Teodoro discussed the importance of securing resources to bolster the nation’s defense amid "geopolitical problems worldwide," such as the conflicts in Ukraine, the Red Sea, and the West Philippine Sea tensions, which “have affected the business cycles in the Philippines” and “caused some lack of confidence in the geopolitical stability of the region.”
“These are realities that we need to face, we need to address, as a country. Volatility is the only constant in geopolitics and the world will continue to be that way,” he noted.
“The only way we will be able to steel ourselves and to deal with it is to harden our own credible deterrent posture, which we are very busy doing,” he went on.
Under the new Comprehensive Archipelagic Defense Concept, he said, the Philippines “will project our defensive capabilities to secure not only the land base of the Philippines but its exclusive economic zone and other areas where we have jurisdiction.”

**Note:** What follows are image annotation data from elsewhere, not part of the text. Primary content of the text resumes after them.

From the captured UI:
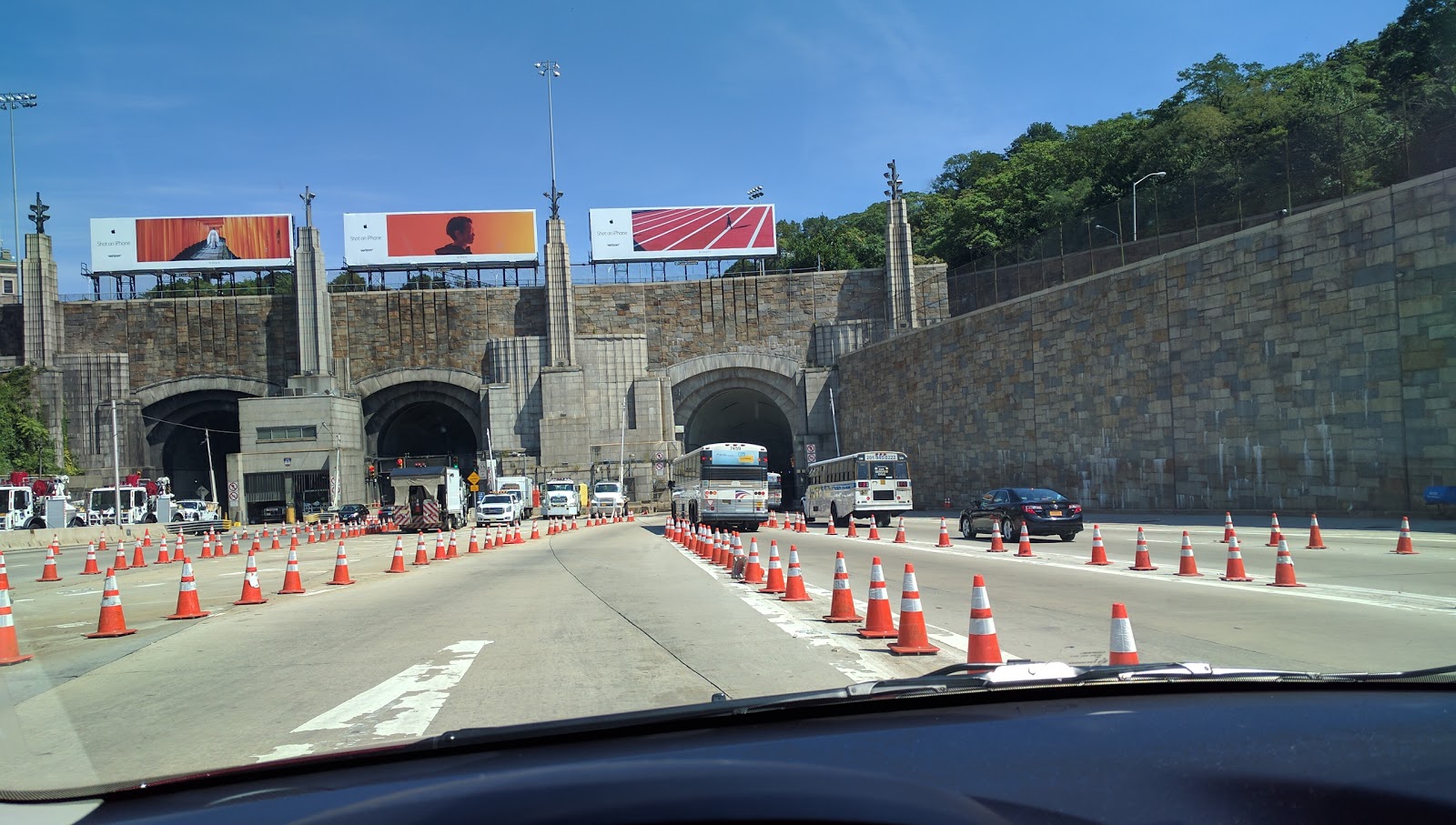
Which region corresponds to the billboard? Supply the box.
[344,209,541,267]
[588,204,779,264]
[92,216,293,272]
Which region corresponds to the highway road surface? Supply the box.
[0,515,1456,789]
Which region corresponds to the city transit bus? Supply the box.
[804,451,915,527]
[672,442,769,532]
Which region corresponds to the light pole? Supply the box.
[1133,172,1168,242]
[536,60,565,220]
[0,92,36,267]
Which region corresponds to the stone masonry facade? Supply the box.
[839,170,1456,514]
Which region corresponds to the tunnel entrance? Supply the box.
[369,400,479,476]
[682,387,799,509]
[141,390,246,502]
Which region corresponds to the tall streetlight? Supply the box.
[0,92,36,267]
[536,60,565,220]
[1133,172,1168,242]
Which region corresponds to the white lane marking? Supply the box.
[253,745,313,762]
[293,640,490,736]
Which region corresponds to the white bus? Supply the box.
[804,451,915,527]
[672,442,769,532]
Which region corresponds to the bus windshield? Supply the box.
[859,461,910,481]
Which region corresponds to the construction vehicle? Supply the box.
[541,478,581,518]
[389,464,469,532]
[86,473,177,527]
[495,476,541,518]
[0,471,86,529]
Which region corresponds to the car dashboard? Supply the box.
[14,684,1456,823]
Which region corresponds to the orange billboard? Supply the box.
[92,216,293,272]
[344,209,539,267]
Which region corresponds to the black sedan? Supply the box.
[339,505,369,524]
[961,488,1082,541]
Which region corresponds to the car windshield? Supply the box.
[1010,488,1067,502]
[0,0,1456,816]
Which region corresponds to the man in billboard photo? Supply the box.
[435,216,475,255]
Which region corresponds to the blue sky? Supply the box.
[0,0,1405,293]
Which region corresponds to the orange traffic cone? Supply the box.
[859,556,900,639]
[329,538,354,585]
[1107,602,1138,665]
[1128,525,1158,570]
[824,552,864,623]
[1218,536,1254,582]
[986,521,1006,553]
[759,539,784,595]
[1395,515,1418,556]
[779,544,813,601]
[966,575,1005,665]
[35,547,61,582]
[163,556,209,619]
[1016,522,1036,558]
[82,541,100,576]
[743,538,763,585]
[0,589,34,665]
[86,568,136,639]
[1088,524,1111,566]
[233,553,268,604]
[890,564,944,655]
[1267,538,1305,588]
[1305,512,1328,550]
[278,550,304,595]
[1178,529,1203,576]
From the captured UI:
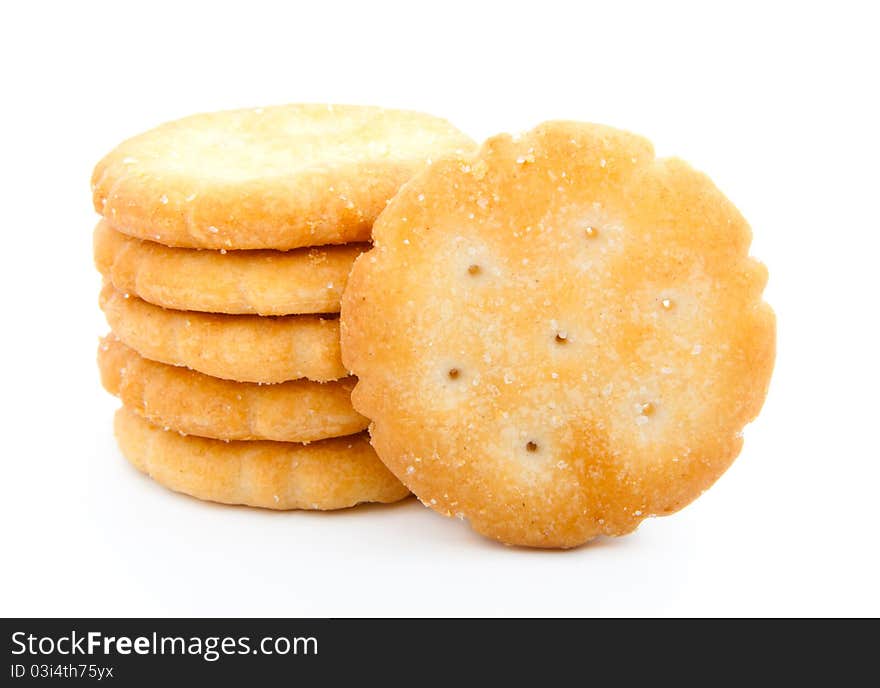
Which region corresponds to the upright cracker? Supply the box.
[92,104,473,249]
[341,122,775,547]
[94,220,368,315]
[98,335,367,442]
[115,407,409,510]
[100,285,348,383]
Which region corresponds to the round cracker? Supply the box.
[342,122,775,547]
[94,220,368,315]
[100,285,348,383]
[114,407,409,510]
[98,334,368,442]
[92,105,473,249]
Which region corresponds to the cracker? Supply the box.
[98,335,367,442]
[92,105,473,249]
[114,407,409,510]
[100,285,348,383]
[342,122,775,547]
[94,220,368,315]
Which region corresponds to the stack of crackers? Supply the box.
[92,105,472,509]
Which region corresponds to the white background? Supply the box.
[0,0,880,616]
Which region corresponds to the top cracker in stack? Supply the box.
[92,105,473,508]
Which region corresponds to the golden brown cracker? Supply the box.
[115,407,409,510]
[342,122,775,547]
[100,285,348,383]
[92,104,473,249]
[94,220,367,315]
[98,334,367,442]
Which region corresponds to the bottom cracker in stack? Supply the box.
[98,335,409,510]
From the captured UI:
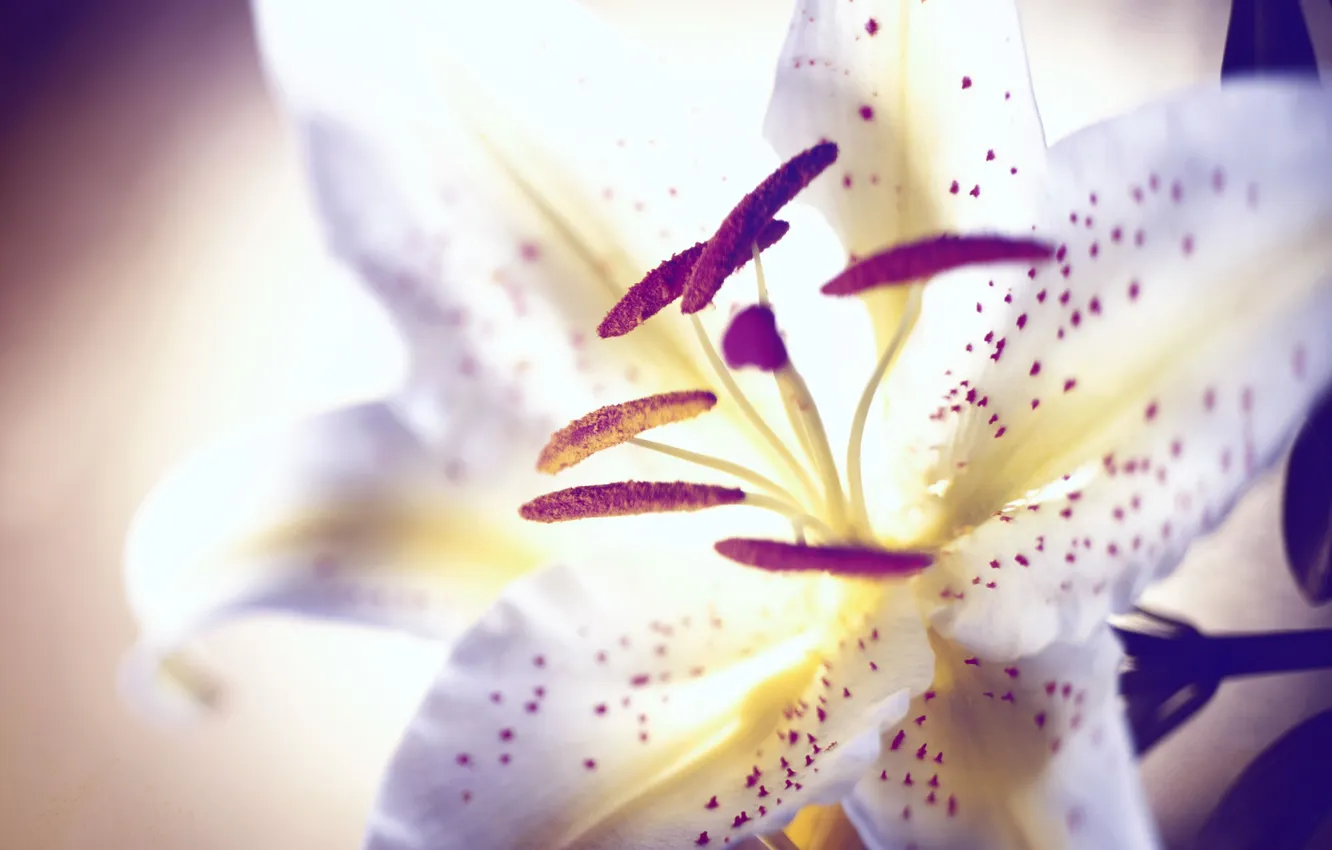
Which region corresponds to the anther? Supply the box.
[518,481,746,522]
[714,537,934,578]
[597,218,791,340]
[681,141,838,313]
[722,304,790,372]
[822,233,1055,296]
[537,389,717,474]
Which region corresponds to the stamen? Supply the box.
[777,364,846,529]
[815,233,1055,302]
[518,481,746,522]
[629,437,799,505]
[714,537,934,578]
[722,304,790,372]
[597,218,791,340]
[681,141,838,313]
[537,389,717,474]
[846,286,923,532]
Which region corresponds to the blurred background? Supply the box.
[0,0,1332,850]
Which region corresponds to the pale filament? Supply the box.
[738,493,836,540]
[846,285,924,532]
[753,244,846,530]
[689,316,818,497]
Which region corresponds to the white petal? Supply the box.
[121,405,542,715]
[257,0,771,433]
[844,628,1159,850]
[368,550,932,850]
[868,83,1332,655]
[766,0,1044,257]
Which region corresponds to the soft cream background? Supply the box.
[0,0,1332,850]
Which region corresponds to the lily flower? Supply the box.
[354,0,1332,850]
[121,0,804,718]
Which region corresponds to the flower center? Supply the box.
[521,143,1054,577]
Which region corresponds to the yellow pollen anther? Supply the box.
[537,389,717,474]
[518,481,746,522]
[715,537,934,578]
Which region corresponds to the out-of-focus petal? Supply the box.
[256,0,788,437]
[368,552,932,850]
[121,404,543,715]
[844,626,1159,850]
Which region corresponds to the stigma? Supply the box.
[519,141,1054,581]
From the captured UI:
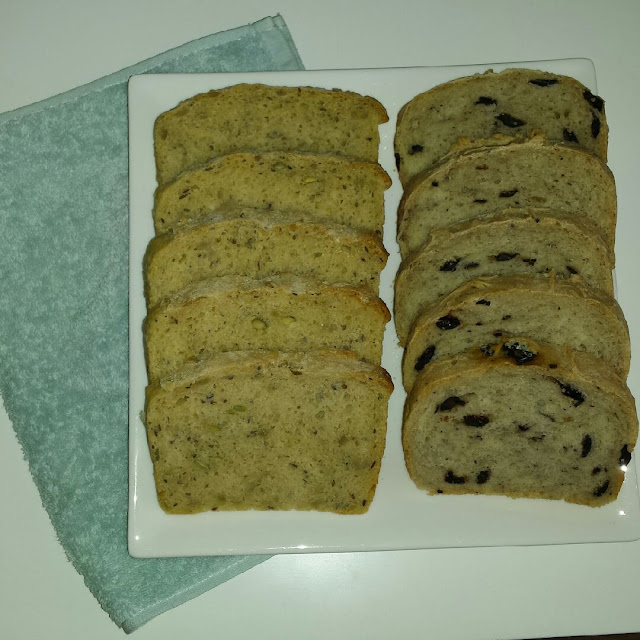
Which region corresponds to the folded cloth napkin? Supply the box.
[0,16,302,632]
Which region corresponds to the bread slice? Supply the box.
[144,276,390,380]
[153,84,389,185]
[402,274,631,391]
[402,338,638,506]
[145,351,393,514]
[395,209,613,345]
[395,69,609,184]
[153,153,391,235]
[144,209,388,307]
[398,136,617,256]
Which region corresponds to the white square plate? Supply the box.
[129,59,640,557]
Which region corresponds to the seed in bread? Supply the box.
[402,274,630,391]
[398,136,617,256]
[395,209,613,345]
[144,209,388,307]
[154,84,389,185]
[153,152,391,235]
[394,69,609,184]
[145,351,393,514]
[403,337,638,506]
[144,276,390,380]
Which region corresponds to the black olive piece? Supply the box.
[462,414,491,427]
[580,434,593,458]
[413,344,436,371]
[582,89,604,113]
[620,444,631,465]
[476,96,498,105]
[435,396,467,413]
[436,313,460,331]
[444,469,467,484]
[529,78,558,87]
[593,480,609,498]
[480,342,502,358]
[493,251,518,262]
[502,342,538,365]
[496,113,527,129]
[554,378,585,407]
[440,258,462,271]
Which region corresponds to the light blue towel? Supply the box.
[0,16,302,632]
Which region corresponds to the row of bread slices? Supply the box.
[144,85,392,513]
[395,69,638,505]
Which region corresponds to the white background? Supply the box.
[0,0,640,640]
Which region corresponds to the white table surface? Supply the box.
[0,0,640,640]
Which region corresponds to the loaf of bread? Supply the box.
[395,69,608,184]
[145,351,393,514]
[395,209,613,345]
[153,84,389,185]
[144,276,390,380]
[402,274,631,391]
[153,152,391,235]
[398,136,617,256]
[402,337,638,506]
[144,209,388,307]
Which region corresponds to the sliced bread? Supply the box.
[395,209,613,345]
[398,136,617,256]
[402,338,638,506]
[145,351,393,514]
[153,84,389,184]
[144,209,388,307]
[395,69,609,184]
[153,153,391,235]
[402,274,630,391]
[144,276,390,380]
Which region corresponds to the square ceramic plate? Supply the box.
[129,59,640,557]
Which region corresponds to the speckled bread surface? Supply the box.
[395,69,609,184]
[398,136,617,256]
[145,352,393,514]
[402,274,631,391]
[403,337,638,506]
[154,84,389,185]
[395,209,613,346]
[144,209,388,307]
[144,276,390,380]
[153,152,391,235]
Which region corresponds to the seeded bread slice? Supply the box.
[145,351,393,514]
[153,153,391,235]
[144,276,390,380]
[398,136,617,256]
[144,209,388,307]
[403,338,638,506]
[402,274,631,391]
[395,69,609,184]
[153,84,389,184]
[395,209,613,345]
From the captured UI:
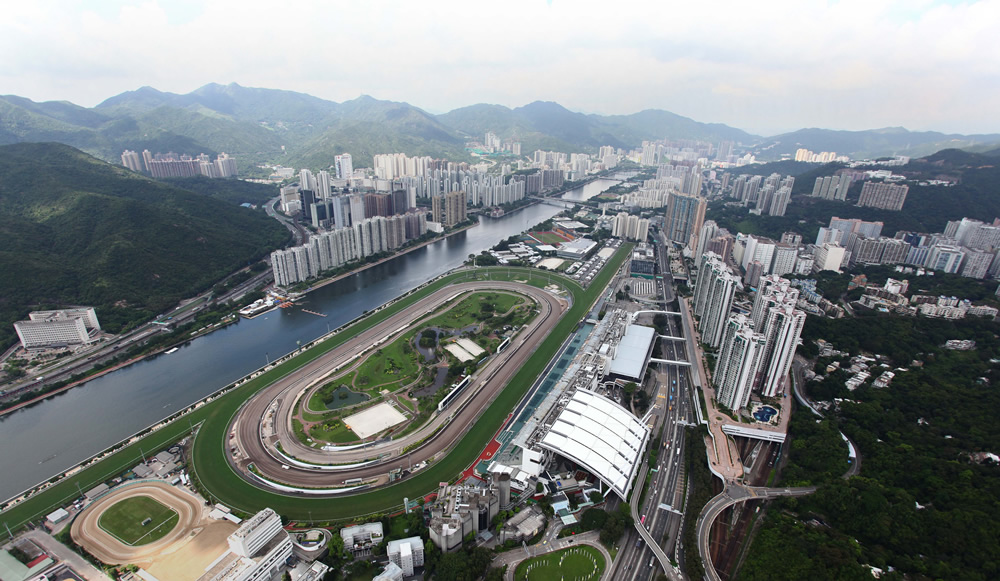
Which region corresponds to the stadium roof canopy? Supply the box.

“We will project our strategic basing outwards to the baselines, which (are) the foundation of the measurement of our exclusive economic zone (EEZ), and try to protect these as best as we can from intrusion, and from illegal changing of narratives that these belong to anyone else but the Philippines,” said Teodoro.
Meanwhile, the Defense chief dismissed speculations implying that the rise in AFP's bilateral and multilateral training activities was geared towards war preparations or provoking conflict.
“No, that is not true. That is scaring our people. The truth is the Armed Forces of the Philippines has never trained to the level that it should train,” he said.
“It has never used or tested the equipment that it has bought in the level that will make you determine whether what you bought is effective for you or not.”
Teodoro underscored the importance of the support of the private sector in the “quest” to develop a self-reliant defense posture “in order to deter – in order to prevent – those that would poach or appropriate the resources that rightly belong to future generations of Filipinos, not only us.”
“We will need your support in the future because this is a continuing struggle for our territorial integrity, sovereignty, and sovereign rights amidst significant challenges to try not only to make our EEZ and other areas where we have jurisdiction smaller, to constrict it, but also weaken our resolve to stand up and resist attempts to change the narrative of what international law is and what belongs to the Filipinos,” he stated.